Я понял: он пришел за Ладой.
Эта минута не была для меня неожиданностью. Я убеждал себя, что не наступит она, и не находил ответа на вопрос, как я поступлю, если все же наступит. Раньше, сплевывая через плечо и твердя «Нет, нет!», думал я, что рыцарь Анри способен совершить какой-нибудь опрометчивый поступок, но еретик Боян остановит его одним словом «Книга!»
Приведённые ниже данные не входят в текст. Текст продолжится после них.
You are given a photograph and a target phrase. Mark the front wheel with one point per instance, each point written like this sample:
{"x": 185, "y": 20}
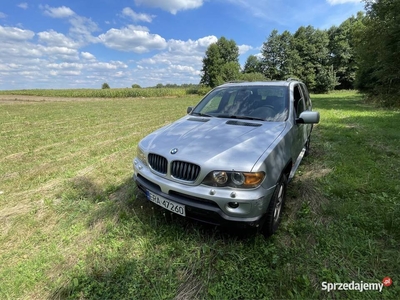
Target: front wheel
{"x": 274, "y": 211}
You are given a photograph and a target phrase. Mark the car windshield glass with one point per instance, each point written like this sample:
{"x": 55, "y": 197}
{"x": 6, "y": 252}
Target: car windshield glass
{"x": 267, "y": 103}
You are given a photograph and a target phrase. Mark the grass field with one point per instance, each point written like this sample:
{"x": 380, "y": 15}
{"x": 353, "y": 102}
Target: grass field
{"x": 73, "y": 225}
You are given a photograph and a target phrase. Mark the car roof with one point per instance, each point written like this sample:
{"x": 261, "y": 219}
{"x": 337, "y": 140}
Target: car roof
{"x": 260, "y": 83}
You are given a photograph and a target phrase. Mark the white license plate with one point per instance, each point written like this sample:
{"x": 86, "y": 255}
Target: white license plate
{"x": 167, "y": 204}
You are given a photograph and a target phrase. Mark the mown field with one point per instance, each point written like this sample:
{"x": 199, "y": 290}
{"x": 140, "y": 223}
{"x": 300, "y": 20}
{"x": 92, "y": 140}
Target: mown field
{"x": 73, "y": 225}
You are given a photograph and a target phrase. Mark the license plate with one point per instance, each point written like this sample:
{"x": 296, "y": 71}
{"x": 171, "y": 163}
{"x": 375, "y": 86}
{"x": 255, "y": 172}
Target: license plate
{"x": 167, "y": 204}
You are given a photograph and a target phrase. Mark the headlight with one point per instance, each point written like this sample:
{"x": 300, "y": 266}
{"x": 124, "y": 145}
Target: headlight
{"x": 140, "y": 155}
{"x": 237, "y": 178}
{"x": 234, "y": 179}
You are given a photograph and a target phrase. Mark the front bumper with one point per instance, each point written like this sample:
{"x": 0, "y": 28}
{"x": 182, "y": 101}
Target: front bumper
{"x": 205, "y": 203}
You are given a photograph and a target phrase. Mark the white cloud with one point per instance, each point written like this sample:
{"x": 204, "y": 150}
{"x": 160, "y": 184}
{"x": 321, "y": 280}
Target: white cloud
{"x": 132, "y": 39}
{"x": 15, "y": 34}
{"x": 23, "y": 5}
{"x": 244, "y": 48}
{"x": 81, "y": 27}
{"x": 88, "y": 56}
{"x": 53, "y": 38}
{"x": 334, "y": 2}
{"x": 58, "y": 12}
{"x": 172, "y": 6}
{"x": 128, "y": 12}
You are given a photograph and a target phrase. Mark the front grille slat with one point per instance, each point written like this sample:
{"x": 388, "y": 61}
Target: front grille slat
{"x": 158, "y": 163}
{"x": 179, "y": 169}
{"x": 184, "y": 170}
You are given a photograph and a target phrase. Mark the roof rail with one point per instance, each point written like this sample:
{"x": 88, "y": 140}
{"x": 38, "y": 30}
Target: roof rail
{"x": 235, "y": 81}
{"x": 292, "y": 79}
Пират встал на колени и протянул к Ладе руки. В раскрытых ладонях его кипели-переливались жемчуга. Он торжественно произнес:
— Идем!
Лада поднялась, пират остался стоять на коленях. Губы Лады не дрогнули, но глаза запылали безумием. Влад встал рядом с нею, она, не глядя на него, левой рукой уперлась в его грудь. Он застыл. Я сидел, не шевелясь. Никто из нас не произнес ни слова.
Нарушил молчание Ясен. Он сказал:
— Она… Книга…
Лишь позже, в Мертвом городе людей-волков, понял я, что хотел сказать Ясен. А тогда подумал, что он останавливает нас, убеждает не противиться, думать о Тайной книге.
Ясен переломил лютню о колено, она затрещала, всхлипнула и упала на землю. Струны дрожали, постепенно затихая, как плач младенца, оторванного от материнской груди.
Предводитель пиратов вскочил и повернулся к Ясену, а тот молниеносно выхватил у него из-за пояса кинжал и вонзил в рыжую его бороду. Ясен нанес удар так, как нанес бы я — на груди, под одеждой, могла быть кольчуга, а под бородой билось незащищенное горло.
Пират потянулся руками к кинжалу, изо рта его хлынула кровь. Густая струя брызнула в лицо Ясену, и он упал на колени.
Двое пиратов отшвырнули факелы и бросились к нему. Они даже не взмахнули саблями — хотели, наверное, руками разорвать его на куски. Я вскочил на скованные цепью ноги, а сцепленные у запястий руки накинул на шею того пирата, что стоял ближе ко мне. Один поворот цепи — и он рухнул наземь. Я обернулся. Кулаки скованных рук Влада обрушились на темя второго пирата — я услышал, как череп его треснул, точно сухая тыква.
Оба факела горели на земле. Я схватил пиратскую саблю и факел. Влад перекинул скованные руки через верх вкопанного в землю столба, уперся в столб ногой и разорвал свою цепь. И тоже подхватил с земли факел.
К нам бежали уже с десяток пиратов. Но не добежали. Из тени, отбрасываемой башней, выскочила толпа богомилов, у них не было факелов, в полутьме белели только лица и руки. Богомилы набросились на пиратов, те отступили к башне, рубили и кололи саблями и падали под натиском толпы. К Доминиканцу подбежали куманы. Засверкали мечи, от цепей сыпались искры.